Les résidents rejettent les affirmations du gouvernement selon lesquelles le couvre-feu en vigueur et les démolitions actuelles ont pour but de préserver la sécurité, étant donné que les affrontements ont pris fin il y a plus de huit mois. Ils les voient plutôt comme faisant partie d’un projet mûrement réfléchi visant à réaménager leurs quartiers et à les réinstaller ailleurs. Un projet de rénovation urbaine initialement présenté en 2012 a été relancé, mais les détails restent rares et les résidents n’ont pas été consultés. Cela s’inscrit dans une série de projets de ce type en Turquie, qui se soldent par l’expulsion forcée de résidents qui ne peuvent plus rentrer chez eux.

« Un an après l’entrée en vigueur du couvre-feu à Sur, une grande partie des habitants de ce site du patrimoine mondial ont été forcés à regarder, impuissants, tandis que leur propre patrimoine était détruit par des bulldozers », a déclaré John Dalhuisen.

« La situation désespérée des anciens résidents de Sur fait écho à celle des habitants de dizaines d’autres zones du sud-est de la Turquie.

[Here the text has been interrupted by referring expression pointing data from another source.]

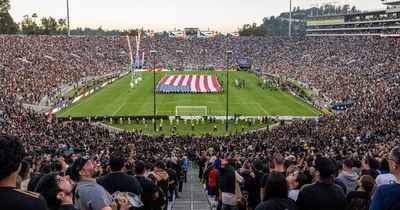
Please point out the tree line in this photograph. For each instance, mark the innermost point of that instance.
(279, 25)
(270, 26)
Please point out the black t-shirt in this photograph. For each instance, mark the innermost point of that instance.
(149, 188)
(321, 196)
(253, 187)
(277, 204)
(172, 176)
(357, 200)
(120, 182)
(15, 199)
(67, 207)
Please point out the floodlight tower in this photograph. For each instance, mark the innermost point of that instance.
(153, 54)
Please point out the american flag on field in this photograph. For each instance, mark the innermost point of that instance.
(189, 84)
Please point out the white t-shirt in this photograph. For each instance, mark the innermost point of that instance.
(229, 198)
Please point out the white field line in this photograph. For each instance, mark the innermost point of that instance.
(262, 109)
(313, 111)
(119, 109)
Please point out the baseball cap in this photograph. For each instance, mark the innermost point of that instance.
(326, 167)
(76, 166)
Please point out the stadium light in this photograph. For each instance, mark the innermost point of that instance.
(290, 18)
(228, 54)
(69, 32)
(180, 52)
(153, 53)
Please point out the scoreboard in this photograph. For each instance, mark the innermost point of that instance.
(192, 32)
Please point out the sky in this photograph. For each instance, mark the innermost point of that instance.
(159, 15)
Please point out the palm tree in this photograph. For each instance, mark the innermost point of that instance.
(61, 25)
(34, 16)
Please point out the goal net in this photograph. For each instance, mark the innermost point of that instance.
(191, 110)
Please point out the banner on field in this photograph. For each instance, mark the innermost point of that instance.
(176, 34)
(233, 34)
(206, 34)
(148, 34)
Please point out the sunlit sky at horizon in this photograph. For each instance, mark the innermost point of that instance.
(159, 15)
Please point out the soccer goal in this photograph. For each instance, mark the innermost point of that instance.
(191, 110)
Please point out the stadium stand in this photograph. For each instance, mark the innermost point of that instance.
(361, 70)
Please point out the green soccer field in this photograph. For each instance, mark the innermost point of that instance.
(119, 99)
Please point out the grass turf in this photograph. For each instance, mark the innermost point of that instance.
(118, 99)
(186, 129)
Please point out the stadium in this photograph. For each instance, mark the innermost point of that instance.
(195, 119)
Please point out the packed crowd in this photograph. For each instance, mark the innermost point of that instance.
(359, 140)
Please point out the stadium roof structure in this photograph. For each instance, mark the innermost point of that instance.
(380, 22)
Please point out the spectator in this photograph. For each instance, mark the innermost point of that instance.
(150, 190)
(385, 177)
(57, 190)
(361, 198)
(295, 179)
(11, 156)
(228, 184)
(117, 180)
(162, 179)
(323, 194)
(347, 176)
(386, 196)
(277, 165)
(89, 194)
(276, 194)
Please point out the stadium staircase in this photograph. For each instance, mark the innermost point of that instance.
(193, 196)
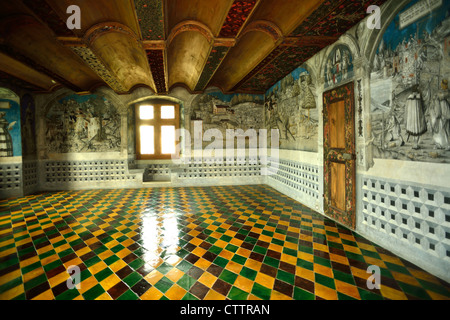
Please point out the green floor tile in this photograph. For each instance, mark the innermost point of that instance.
(248, 273)
(94, 292)
(261, 291)
(228, 276)
(237, 294)
(300, 294)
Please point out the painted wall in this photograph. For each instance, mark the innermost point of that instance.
(291, 107)
(410, 111)
(225, 112)
(10, 122)
(28, 125)
(88, 123)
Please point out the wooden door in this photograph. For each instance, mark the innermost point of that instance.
(339, 154)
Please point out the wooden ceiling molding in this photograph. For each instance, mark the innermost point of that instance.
(191, 26)
(28, 41)
(264, 26)
(119, 49)
(235, 45)
(238, 14)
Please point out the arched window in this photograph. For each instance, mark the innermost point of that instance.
(156, 125)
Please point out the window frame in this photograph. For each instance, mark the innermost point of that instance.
(157, 123)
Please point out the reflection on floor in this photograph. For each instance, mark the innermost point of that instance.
(246, 242)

Le gouvernement doit agir de toute urgence pour lever le couvre-feu, faire en sorte que les populations touchées soient pleinement indemnisées et soient aidées à retourner dans ce qui reste de leur logement ou, au minimum, dans leur quartier. »

Complément d’information

Sur est situé dans l’arrondissement central de Diyarbakir, la plus grande ville du sud-est de la Turquie, dont la population est majoritairement kurde. Ses anciennes fortifications et les jardins d’Hevsel tout proches ont été inscrits sur la liste du patrimoine mondial de l’UNESCO en 2015.

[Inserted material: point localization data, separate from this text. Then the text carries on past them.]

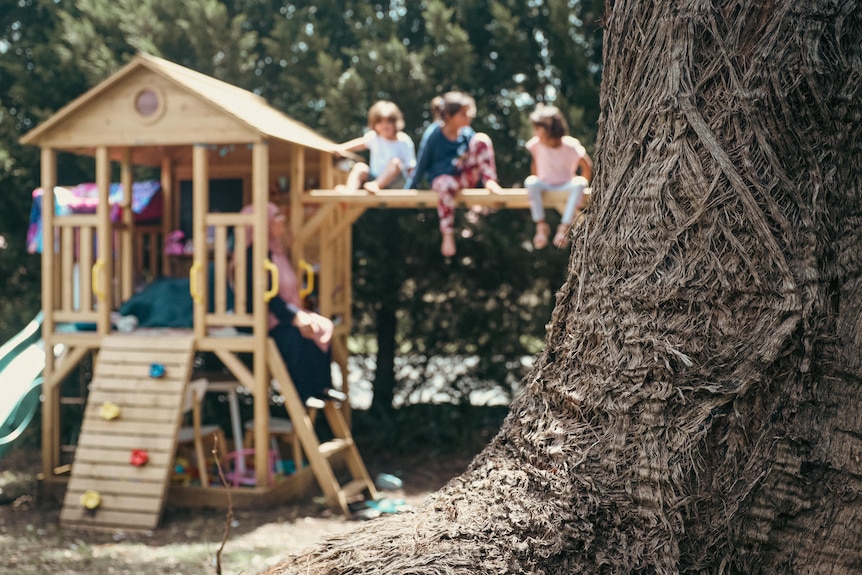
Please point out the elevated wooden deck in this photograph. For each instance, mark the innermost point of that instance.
(515, 198)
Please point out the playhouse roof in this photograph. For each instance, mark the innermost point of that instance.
(152, 102)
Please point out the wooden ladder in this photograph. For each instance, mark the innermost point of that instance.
(146, 402)
(320, 455)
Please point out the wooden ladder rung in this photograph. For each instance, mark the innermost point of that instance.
(334, 446)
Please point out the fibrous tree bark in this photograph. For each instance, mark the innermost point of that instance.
(698, 406)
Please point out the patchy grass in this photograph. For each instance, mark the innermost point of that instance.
(444, 439)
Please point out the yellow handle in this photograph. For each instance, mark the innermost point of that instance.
(96, 273)
(309, 278)
(193, 282)
(273, 273)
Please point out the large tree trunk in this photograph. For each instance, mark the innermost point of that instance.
(698, 407)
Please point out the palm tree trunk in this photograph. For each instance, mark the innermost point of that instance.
(697, 407)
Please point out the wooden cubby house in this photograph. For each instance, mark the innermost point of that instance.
(199, 133)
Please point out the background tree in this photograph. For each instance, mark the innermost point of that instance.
(696, 409)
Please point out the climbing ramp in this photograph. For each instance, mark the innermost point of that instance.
(125, 454)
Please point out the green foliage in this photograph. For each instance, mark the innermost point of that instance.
(325, 63)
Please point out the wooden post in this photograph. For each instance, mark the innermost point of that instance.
(297, 188)
(168, 223)
(327, 179)
(260, 199)
(105, 261)
(127, 229)
(50, 412)
(200, 207)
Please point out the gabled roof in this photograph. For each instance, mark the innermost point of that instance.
(243, 106)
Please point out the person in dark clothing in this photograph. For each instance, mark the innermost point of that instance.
(303, 337)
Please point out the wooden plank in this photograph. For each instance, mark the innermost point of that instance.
(99, 425)
(135, 381)
(155, 343)
(164, 415)
(108, 519)
(152, 443)
(131, 398)
(120, 455)
(123, 472)
(142, 356)
(150, 415)
(116, 501)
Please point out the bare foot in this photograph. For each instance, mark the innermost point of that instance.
(447, 246)
(372, 187)
(540, 240)
(493, 187)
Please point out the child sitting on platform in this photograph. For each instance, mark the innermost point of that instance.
(392, 154)
(557, 159)
(451, 157)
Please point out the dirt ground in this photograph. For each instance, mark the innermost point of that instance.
(187, 540)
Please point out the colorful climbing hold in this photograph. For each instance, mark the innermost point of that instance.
(139, 457)
(91, 499)
(109, 411)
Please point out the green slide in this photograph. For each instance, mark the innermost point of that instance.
(22, 359)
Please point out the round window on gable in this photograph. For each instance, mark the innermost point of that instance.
(149, 104)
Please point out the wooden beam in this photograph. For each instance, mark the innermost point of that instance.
(105, 293)
(200, 206)
(50, 411)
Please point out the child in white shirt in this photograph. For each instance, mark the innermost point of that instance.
(557, 160)
(391, 152)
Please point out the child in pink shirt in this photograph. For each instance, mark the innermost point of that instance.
(557, 160)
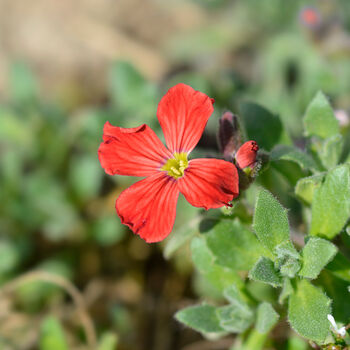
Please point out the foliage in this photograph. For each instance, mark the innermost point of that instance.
(268, 270)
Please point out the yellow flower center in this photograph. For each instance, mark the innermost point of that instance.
(177, 165)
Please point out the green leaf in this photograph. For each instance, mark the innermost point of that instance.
(235, 318)
(233, 245)
(286, 250)
(23, 85)
(9, 256)
(261, 125)
(218, 276)
(287, 290)
(203, 318)
(296, 343)
(267, 317)
(319, 119)
(331, 203)
(331, 151)
(108, 341)
(316, 254)
(290, 267)
(270, 221)
(52, 336)
(234, 295)
(264, 271)
(290, 153)
(305, 187)
(340, 267)
(308, 310)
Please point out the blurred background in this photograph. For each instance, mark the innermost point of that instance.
(66, 67)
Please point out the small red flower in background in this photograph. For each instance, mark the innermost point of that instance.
(149, 206)
(246, 154)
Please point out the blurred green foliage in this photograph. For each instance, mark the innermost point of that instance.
(57, 214)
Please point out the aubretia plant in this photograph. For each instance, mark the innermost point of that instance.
(258, 264)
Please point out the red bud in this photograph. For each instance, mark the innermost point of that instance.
(246, 155)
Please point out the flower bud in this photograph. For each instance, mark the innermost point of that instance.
(229, 136)
(246, 155)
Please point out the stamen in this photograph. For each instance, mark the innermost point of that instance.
(174, 170)
(175, 167)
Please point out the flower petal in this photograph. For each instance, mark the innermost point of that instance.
(183, 113)
(209, 183)
(133, 151)
(149, 207)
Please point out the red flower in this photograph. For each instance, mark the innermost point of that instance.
(149, 206)
(246, 154)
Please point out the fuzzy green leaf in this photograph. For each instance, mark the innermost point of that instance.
(52, 336)
(316, 254)
(331, 203)
(290, 153)
(203, 318)
(287, 290)
(267, 317)
(264, 271)
(331, 151)
(305, 187)
(340, 267)
(235, 318)
(270, 221)
(319, 119)
(308, 310)
(233, 245)
(219, 276)
(290, 267)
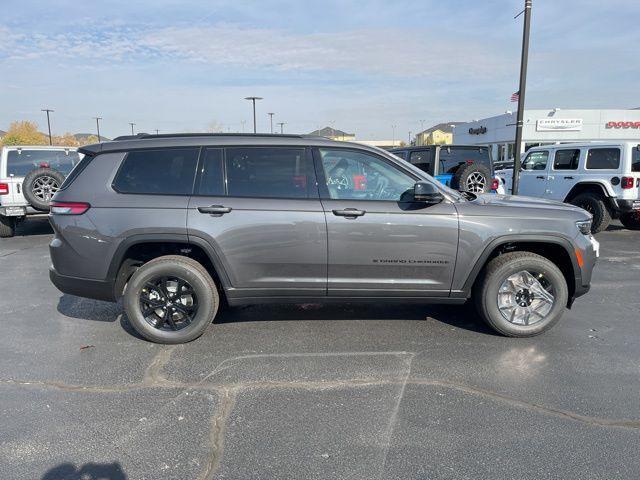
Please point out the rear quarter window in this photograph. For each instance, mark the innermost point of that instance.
(159, 172)
(452, 157)
(603, 159)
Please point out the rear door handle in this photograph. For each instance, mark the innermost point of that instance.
(349, 212)
(215, 210)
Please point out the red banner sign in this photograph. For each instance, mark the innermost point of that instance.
(623, 124)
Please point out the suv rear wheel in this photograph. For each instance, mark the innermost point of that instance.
(171, 299)
(631, 220)
(594, 204)
(521, 294)
(7, 226)
(474, 178)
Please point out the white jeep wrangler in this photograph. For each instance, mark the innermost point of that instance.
(29, 176)
(602, 178)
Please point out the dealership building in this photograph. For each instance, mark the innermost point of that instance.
(542, 127)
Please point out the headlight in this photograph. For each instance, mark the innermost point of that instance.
(584, 226)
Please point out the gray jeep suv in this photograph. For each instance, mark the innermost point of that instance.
(180, 224)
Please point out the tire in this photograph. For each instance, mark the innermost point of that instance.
(594, 204)
(204, 294)
(494, 277)
(474, 178)
(631, 220)
(7, 226)
(39, 186)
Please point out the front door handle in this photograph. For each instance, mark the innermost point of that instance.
(349, 212)
(215, 210)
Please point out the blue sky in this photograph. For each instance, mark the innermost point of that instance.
(363, 66)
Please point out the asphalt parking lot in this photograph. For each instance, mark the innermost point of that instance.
(353, 391)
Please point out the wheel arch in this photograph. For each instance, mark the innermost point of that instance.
(595, 187)
(557, 249)
(139, 249)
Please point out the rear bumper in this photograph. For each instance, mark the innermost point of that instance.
(83, 287)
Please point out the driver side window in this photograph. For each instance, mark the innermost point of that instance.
(352, 175)
(536, 161)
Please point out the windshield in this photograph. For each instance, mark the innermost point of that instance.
(21, 162)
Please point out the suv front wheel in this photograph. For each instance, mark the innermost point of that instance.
(521, 294)
(171, 299)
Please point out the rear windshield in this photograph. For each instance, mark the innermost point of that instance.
(452, 157)
(21, 162)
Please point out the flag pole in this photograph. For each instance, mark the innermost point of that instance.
(521, 91)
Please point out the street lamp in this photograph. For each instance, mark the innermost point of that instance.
(271, 114)
(253, 100)
(97, 119)
(48, 110)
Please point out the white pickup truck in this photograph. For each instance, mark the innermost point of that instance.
(29, 176)
(602, 178)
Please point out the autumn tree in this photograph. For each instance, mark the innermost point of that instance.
(24, 133)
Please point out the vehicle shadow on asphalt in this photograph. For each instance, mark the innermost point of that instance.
(459, 316)
(88, 471)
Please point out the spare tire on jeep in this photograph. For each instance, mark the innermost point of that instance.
(473, 177)
(39, 186)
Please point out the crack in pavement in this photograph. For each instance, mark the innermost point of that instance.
(340, 384)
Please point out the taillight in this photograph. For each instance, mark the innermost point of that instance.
(627, 182)
(69, 208)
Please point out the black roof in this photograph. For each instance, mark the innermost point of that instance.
(145, 141)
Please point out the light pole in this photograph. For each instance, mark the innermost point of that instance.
(253, 100)
(523, 84)
(271, 114)
(48, 110)
(97, 119)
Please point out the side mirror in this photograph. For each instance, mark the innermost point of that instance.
(427, 192)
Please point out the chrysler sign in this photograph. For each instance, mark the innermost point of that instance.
(623, 124)
(559, 124)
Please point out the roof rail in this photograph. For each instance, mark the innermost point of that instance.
(147, 136)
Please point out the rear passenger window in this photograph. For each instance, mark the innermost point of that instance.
(268, 172)
(211, 176)
(566, 160)
(167, 171)
(422, 160)
(603, 159)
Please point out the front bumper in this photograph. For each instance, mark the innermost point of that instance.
(83, 287)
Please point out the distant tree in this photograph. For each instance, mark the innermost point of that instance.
(24, 133)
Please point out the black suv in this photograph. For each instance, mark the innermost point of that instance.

Un grand nombre des habitants de Sur sont arrivés sur place après avoir été forcés à quitter des zones rurales lors du conflit des années 80 et 90. Les réinstallations forcées provoquées par les forces turques de sécurité à l’époque ont fait doubler le nombre d’habitants à Diyarbakır.

La situation des droits humains dans le sud-est de la Turquie s’est dégradée après l’instauration de l’état d’urgence à la suite du coup d’État de juillet. Une série de décrets exécutifs a essentiellement éliminé les voix kurdes d’opposition, en condamnant médias et ONG à cesser leurs activités. Des maires élus, notamment ceux de Sur et de Diyarbakir, ont été remplacés par des administrateurs désignés par le gouvernement.

En novembre, des centaines d’ONG à travers la Turquie ont été fermées au motif de « liens avec des organisations terroristes » ou de « menaces à la sécurité nationale », des charges vagues. Parmi les ONG fermées figurent les principales associations qui fournissaient une aide aux familles déplacées de Sur.

Le chiffre d’un demi-million de personnes déplacées dans le sud-est est une estimation s’appuyant sur le nombre d’habitants des zones soumises à des couvre-feux de longue durée, la proportion de résidents forcés à fuir qui a été enregistrée et le degré de destruction de maisons et d’infrastructures dans ces zones.

La Turquie est partie à plusieurs traités régionaux et internationaux relatifs aux droits humains, qui lui imposent de respecter le droit des personnes de circuler librement, le droit à un logement décent et d’autres droits économiques et sociaux, et de proposer des recours pour les violations des droits humains.